That tectonic earthquakes are closely connected with the formation of faults seems now established beyond doubt. They occur far from all traces of recent volcanic action. Their isoseismal lines are elongated in directions parallel to known faults, and this is sometimes the case in one and the same district with faults that occur at right angles to one another. Indeed, when several isoseismals are carefully drawn, it is possible from their form and relative position to predict the position of the originating fault.[2] The initial formation and further spreading of the rent may be the cause of a few earthquakes, but by far the larger number are due to the subsequent growth of the fault. The relative displacement of the rocks adjoining the fault, which may amount to thousands of feet, occasionally even to miles, is the result, not of one great movement, but of innumerable slips taking place in different parts of the fault and spread over vast ages of time. With every fault-slip, intense friction is suddenly brought into action by the rubbing of one mass of rock against the other; and, according to the modern view, it is this friction that gives rise to the earthquake waves.
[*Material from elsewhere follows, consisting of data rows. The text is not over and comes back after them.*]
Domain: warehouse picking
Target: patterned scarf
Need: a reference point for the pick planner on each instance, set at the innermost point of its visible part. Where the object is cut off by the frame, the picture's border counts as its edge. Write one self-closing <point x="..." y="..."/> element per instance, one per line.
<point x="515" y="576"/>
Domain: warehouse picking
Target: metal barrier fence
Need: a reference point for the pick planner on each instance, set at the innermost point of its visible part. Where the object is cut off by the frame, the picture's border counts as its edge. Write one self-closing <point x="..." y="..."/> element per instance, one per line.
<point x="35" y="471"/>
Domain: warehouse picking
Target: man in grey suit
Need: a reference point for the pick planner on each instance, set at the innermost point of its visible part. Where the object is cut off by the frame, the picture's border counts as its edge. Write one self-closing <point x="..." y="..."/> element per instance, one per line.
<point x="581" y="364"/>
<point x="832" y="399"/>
In most earthquakes, the slip takes place at a considerable depth, perhaps not less than one or several miles, and the vertical slip is so small that it dies out before reaching the surface. But, in a few violent earthquakes, such as the Japanese and Indian earthquakes described in this volume, the slip is continued up to the surface and is left visible there as a small cliff or fault-scarp. In these cases, the sudden spring of the crust may increase and complicate the effects of the vibratory shock.